The Commission on Elections (Comelec) will no longer purchase precinct-based direct recording electronic (DRE) machines amid questions on the reliability of the touch screen technology. Comelec spokesperson James Jimenez on Tuesday said the Comelec en banc had shelved the bidding of the project, which should have been part of the poll body’s P2.503 billion voting machines procurement program. Jimenez explained that the project has not been totally scrapped but the commission is “going a little slower on it than we used to.” The Comelec en banc recently came out with a resolution suspending the progress of the second round of bidding for the DRE and the pilot testing of the technology.
The poll body’s Bids and Awards Committee (BAC) declared a failure of bidding because only one bidder, Scytl Secured Electroonic Voting, purchased the bidding documents for the DRE machines.

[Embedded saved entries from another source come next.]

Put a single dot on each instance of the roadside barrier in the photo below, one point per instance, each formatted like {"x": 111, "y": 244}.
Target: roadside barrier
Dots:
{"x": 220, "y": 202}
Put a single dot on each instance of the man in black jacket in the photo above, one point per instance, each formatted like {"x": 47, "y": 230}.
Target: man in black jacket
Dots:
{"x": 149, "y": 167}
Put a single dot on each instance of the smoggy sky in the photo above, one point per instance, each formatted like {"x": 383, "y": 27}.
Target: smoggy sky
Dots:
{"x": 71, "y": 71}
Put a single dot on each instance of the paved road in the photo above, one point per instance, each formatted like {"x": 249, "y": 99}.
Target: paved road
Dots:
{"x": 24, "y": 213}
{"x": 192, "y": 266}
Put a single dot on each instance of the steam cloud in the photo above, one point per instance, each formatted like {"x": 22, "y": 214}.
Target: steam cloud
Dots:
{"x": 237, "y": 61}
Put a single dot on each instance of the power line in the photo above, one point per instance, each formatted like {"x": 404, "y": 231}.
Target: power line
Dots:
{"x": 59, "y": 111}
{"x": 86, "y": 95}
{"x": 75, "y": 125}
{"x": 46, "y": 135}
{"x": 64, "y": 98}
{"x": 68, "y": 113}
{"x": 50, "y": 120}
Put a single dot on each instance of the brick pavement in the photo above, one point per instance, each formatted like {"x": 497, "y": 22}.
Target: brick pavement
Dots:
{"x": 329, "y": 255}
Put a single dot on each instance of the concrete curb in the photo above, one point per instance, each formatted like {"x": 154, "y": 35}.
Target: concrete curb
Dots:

Among those who formally registered their concern about the use of the DRE is the Joint Congressional Oversight Committee (JCOC), headed by Sen. Aquilino “Koko” Pimentel 3rd.
Jimenez admitted that the touch screen technology is not reliable, citing the experience of other countries that used the DRE technology. In some instances, when a voter touched the screen to vote for a certain candidate, the vote is credited to another candidate. The same technology, he added, was tested during the 2008 elections in the Autonomous Region of Muslim Mindanao (ARMM) but the voters had a hard time using the touch screen feature of the DRE, resulting in long queues.